But more than that visit with dear Peg, my whole trip was nostalgic. Peg characterized me as being sentimental. And so I am. Very. So the first night when I was in Chambersburg, Pennsylvania, I had to be in the exact room where we always stayed; sat on the balcony where we always sat (see the second photo below), ate in the same restaurant next door (Ruby Tuesday, of all things!), stayed in the same inn in Hawley, sat on my friend Peg’s deck for a nice glass of wine and a look at the lake, ate dinner and lunch and another dinner where we always did, and on my way home to Richmond, stopped at the same restaurant – Top of the 80's
in Hazleton, Pennsylvania, and sat at “our” table for lunch (photos below in that order).
In all of these places I sensed Bud’s presence with me – saw him in my imagination as my dear companion who he was for years. And when I left each place, the line “I shall not come this way again” kept running through my head like a refrain. And tears of sadness and, yes, tears of joy at the wonderful memories, comforted me on my way. It was a kind of death as I said goodbye to an important piece of my past life that meant so much to me.

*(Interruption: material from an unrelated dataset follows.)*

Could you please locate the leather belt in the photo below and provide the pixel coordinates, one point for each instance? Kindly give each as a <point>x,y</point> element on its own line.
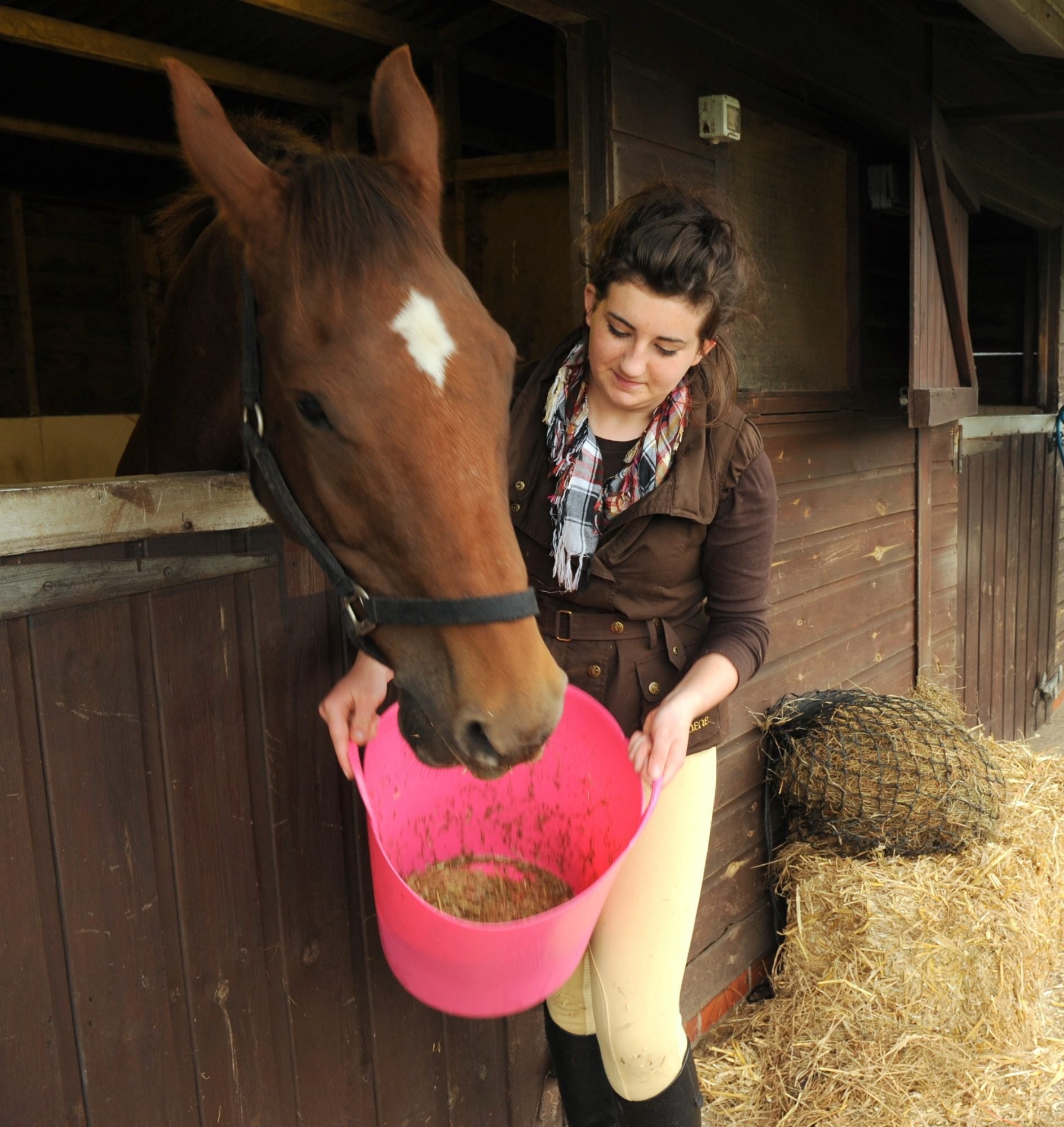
<point>602,626</point>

For some reason, this all brings back to mind Pico Iyer’s book, The Art of Stillness: Adventures in Going Nowhere
, that I talked about a few blogs back. I guess the thread that runs through Playing Dead
, leaving town and worries by going off on a trip, and Iyer’s book is the idea of stepping out from the pressure of everyday and traveling inward to a new identity or to deep memories that matter. For Iyer, “Going nowhere isn’t about turning your back on the world; it’s about stepping away now and then so that you can see the world more clearly and love it more deeply.” The last photo, though playful, echos this sentiment.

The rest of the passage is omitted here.